I propose that the FTTF consider adding the following simple text to 2.2.1 (Full-Text Contains Expression) Description:
A full-text contains expression searches element text implicitly across descendant elements. It may also search attribute values, but only explicitly.

I prefer that attribute searching not be optional, but can live with optional attribute searching.

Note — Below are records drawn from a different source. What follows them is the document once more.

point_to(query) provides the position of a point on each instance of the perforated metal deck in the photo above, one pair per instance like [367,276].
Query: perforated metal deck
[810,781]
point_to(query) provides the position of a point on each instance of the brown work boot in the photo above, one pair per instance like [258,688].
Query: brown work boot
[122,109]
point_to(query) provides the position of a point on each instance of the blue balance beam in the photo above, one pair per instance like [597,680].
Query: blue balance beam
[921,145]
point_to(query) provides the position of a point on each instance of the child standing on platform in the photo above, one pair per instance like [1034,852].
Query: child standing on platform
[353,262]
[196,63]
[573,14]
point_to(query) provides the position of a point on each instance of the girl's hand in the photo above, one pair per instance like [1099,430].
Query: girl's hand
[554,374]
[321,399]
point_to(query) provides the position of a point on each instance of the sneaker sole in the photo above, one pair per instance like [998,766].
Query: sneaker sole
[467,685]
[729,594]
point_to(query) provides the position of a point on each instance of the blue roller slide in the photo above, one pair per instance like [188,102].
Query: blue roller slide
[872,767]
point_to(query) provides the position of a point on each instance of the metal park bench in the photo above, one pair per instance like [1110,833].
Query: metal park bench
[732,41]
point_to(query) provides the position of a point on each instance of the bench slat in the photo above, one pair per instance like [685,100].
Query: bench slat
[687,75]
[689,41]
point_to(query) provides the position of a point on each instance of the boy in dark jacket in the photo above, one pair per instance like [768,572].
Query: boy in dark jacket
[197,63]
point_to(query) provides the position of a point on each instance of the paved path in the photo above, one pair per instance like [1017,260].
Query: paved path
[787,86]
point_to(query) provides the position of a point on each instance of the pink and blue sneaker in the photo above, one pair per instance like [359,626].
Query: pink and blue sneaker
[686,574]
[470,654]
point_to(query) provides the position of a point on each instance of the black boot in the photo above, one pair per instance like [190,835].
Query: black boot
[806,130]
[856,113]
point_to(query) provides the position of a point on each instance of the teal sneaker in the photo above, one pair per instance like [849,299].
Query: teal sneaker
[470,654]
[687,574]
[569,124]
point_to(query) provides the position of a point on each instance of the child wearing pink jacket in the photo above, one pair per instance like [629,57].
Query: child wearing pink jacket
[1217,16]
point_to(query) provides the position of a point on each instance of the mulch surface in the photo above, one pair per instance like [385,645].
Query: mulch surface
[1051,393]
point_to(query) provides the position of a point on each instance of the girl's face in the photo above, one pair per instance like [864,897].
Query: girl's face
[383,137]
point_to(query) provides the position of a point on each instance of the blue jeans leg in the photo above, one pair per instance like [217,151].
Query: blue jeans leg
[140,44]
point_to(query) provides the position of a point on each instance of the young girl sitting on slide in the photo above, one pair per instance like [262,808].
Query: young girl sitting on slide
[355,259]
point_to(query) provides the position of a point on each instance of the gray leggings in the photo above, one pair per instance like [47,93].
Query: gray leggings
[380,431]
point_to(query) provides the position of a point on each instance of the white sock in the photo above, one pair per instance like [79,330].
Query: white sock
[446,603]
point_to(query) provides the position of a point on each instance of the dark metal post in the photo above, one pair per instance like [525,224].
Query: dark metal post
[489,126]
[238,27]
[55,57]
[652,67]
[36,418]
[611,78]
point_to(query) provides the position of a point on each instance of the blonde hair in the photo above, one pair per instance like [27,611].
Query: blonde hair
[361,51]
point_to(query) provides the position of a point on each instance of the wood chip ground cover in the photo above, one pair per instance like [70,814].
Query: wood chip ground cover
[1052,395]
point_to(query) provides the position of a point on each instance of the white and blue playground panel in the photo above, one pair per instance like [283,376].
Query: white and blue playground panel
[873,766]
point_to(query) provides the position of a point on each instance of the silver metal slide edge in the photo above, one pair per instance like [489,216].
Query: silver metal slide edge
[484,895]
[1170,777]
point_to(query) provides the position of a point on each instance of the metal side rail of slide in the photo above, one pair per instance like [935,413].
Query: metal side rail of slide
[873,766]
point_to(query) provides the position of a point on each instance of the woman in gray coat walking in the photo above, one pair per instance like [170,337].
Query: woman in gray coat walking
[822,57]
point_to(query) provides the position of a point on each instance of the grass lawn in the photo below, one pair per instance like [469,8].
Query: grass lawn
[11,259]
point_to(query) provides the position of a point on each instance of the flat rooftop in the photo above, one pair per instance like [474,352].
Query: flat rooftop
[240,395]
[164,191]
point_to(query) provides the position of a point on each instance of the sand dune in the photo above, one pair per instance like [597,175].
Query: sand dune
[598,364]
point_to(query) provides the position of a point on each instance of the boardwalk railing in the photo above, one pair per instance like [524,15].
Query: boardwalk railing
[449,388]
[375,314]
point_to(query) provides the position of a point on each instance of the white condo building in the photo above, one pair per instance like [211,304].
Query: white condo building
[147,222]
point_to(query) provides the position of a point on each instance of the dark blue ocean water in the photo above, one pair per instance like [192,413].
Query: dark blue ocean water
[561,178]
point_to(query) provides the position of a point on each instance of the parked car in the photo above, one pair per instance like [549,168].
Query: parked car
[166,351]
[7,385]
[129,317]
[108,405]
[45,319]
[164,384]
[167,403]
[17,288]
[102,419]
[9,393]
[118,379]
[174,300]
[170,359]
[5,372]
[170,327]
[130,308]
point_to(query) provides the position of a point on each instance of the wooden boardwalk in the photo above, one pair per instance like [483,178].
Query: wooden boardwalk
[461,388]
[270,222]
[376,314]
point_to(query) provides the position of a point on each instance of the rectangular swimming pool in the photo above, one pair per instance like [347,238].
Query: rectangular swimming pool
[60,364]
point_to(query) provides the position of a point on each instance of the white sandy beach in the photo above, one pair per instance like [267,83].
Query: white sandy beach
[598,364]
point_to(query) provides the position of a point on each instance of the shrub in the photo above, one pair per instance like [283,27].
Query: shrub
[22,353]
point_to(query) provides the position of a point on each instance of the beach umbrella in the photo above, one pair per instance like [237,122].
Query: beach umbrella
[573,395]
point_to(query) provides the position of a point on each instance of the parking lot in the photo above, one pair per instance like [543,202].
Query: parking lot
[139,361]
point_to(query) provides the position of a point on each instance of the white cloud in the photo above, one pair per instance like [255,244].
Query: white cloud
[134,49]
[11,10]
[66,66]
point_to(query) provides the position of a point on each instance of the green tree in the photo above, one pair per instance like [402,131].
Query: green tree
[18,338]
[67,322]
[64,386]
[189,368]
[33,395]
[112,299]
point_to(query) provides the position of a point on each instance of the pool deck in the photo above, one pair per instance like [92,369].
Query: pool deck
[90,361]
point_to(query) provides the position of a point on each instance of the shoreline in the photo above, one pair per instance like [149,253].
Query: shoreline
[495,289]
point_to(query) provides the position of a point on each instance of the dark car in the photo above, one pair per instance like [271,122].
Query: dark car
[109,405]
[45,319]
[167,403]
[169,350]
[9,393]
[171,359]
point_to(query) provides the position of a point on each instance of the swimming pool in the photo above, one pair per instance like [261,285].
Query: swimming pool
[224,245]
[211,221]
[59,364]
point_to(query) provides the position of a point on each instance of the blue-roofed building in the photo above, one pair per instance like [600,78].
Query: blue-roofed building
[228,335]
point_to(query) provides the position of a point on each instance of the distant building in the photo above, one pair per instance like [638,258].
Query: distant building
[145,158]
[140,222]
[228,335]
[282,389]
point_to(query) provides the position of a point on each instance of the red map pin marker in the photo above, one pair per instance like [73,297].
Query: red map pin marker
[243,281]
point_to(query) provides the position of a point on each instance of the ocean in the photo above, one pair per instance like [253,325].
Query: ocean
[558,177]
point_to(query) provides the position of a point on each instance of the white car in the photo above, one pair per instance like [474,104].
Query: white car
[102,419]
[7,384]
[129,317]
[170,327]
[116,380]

Pat Case, Libary of Congress, FTTF, personal response


Comment 3 Michael Dyck 2008-08-19 19:40:57 UTC
(In reply to comment #2)
> 
> I prefer that attribute searching not be optional, but can live with
> optional attribute searching.

I don't think "optional" is the word you should be using there.  There are
no optional features (see section 5.2) that particularly relate to the
treatment of attribute nodes, and no proposal (that I know of) to change
that.

To put it another way: the features that allow a query to search an
attribute's value are not optional features.
Comment 4 zhen hua liu 2008-09-15 20:59:11 UTC
If attribute content needs to be searched, the attribute node has to be expliclty stated in the search context. 

For example
let $x = <roo><a b="foo bar">text</a></r>
return
$x/a/@b ftcontains "foo"

This
searches the content of attribute @b which should return true

let $x = <roo><a b="foo bar">text</a></r>
return
$x/a ftcontains "foo"

This searches the atomization of element node "a", which is "text", it does
NOT search content of attribute "b", so this returns false.
Comment 5 Mary Holstege 2008-10-30 18:36:18 UTC
The WG considered this comment and agreed to clarify the situation by 
noting, in sections 1.1 (Full-Text Search and XML), 2.2.1 (Full-Text Contains Expression, Description), and 4.1 (Tokenization) that since tokenization applies to the string value of a node, as a consequence the contents of attribute nodes (as well as comment nodes, processing instructions) are generally not part of the tokenization and not included in the search unless the attribute node (or comment node, etc.) is the target of the search directly. A reference to the XQuery 1.0 and XPath 2.0 Data Model, which specifies "string value", has been added.

If you are satisfied with this resolution, please signify that by marking this bug as CLOSED.